A nível global a proteção dos programas de computador teve lugar com a conclusão do Uruguai Round, no âmbito do GATT, em 1994, e deu origem ao denominado TRIP’s Agreemente (Agreement on Trade-Related Aspects of Intellectual Property Rights) [11].

O acordo TRIP’s instituiu uma estrutura jurídica objetivando uma ampla proteção da propriedade intelectual. Luiz Otávio PIMENTEL [12] analisando-a, aponta com grande acuidade quatro características principais: a globalidade externa por estar vinculada de forma integral à OMC; a globalidade interna ao proibir a inaplicação de qualquer de suas normas, no que se diferencia das outras convenções em matéria de propriedade intelectual; o hibridismo de normas substantivas e procedimentais ao tratar dos direitos intelecutais; e, por fim, o baixo nível jurídico do acordo que carece de rigor na formulação de conceitos técnico-jurídico.

No tocante ao software o acordo TRIP’s assegura aos programas de computador pelo prazo de 50 anos a proteção como trabalhos literários sob a convenção e os esboços de Berne como as bases de dados devem ser protegidas. Expande também regras internacionais dos direitos autorais para cobrir o direito de aluguel. Aos autores de programas de computador é assegurado o direito de proibir o aluguel comercial de seus trabalhos em público.

Como decorrência direta dos resultados da Rodada do Uruguai de Negociações Comerciais Multilaterais do GATT, no Brasil foi aprovado o Decreto nº 1.355, de 30 de dezembro de 1994, incorporando à legislação brasileira o acordo sobre aspectos dos direitos de propriedade intelectual relacionados ao comércio.

Na Argentina por meio do Decreto 165/94, foi incorporada a legislação de Propriedade Intelectual disposições específicas sobre o software e base de dados, caracterizando o software como bem intelectual de forma ampla, vale dizer: propriedade imaterial do software abrange além do programa de computador sí, para os efeitos de proteção da lei se estende aos desenhos, gerais ou detalhados do fluxo lógico dos dados de um sistema de computador, englobam tanto o sistema fonte e o sistema objeto, bem como toda a documentação técnica com a finalidade de exploração, suporte e treinamento para o desenvolvimento, uso e manutenção do software.

Em Genebra no ano de 1996, na Organização Mundial de Propriedade Intelectual – OMPI, concluí-se o Tratado de Direito do Autor, confirmando toda a tendência generalizada de proteção do software no plano do direito autoral.
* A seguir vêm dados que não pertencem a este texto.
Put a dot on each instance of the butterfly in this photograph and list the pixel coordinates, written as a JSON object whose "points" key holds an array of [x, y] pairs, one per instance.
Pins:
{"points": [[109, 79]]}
A OMPI. fixou o conceito de software em três categorias, a saber :

Programa de computador: É o conjunto de instruções capaz, quando incorporado num veículo legível pela maquina de fazer com que uma máquina, disponha de capacidade para processar informações, indique, desempenhe ou execute uma particular função, tarefa ou resultado.

Descrição de Programa: É uma apresentação completa de um processo, expressa por palavras, esquema ou de outro modo, suficientemente pormenorizada para determinar o conjunto de instruções que constitui o programa do computador correspondente.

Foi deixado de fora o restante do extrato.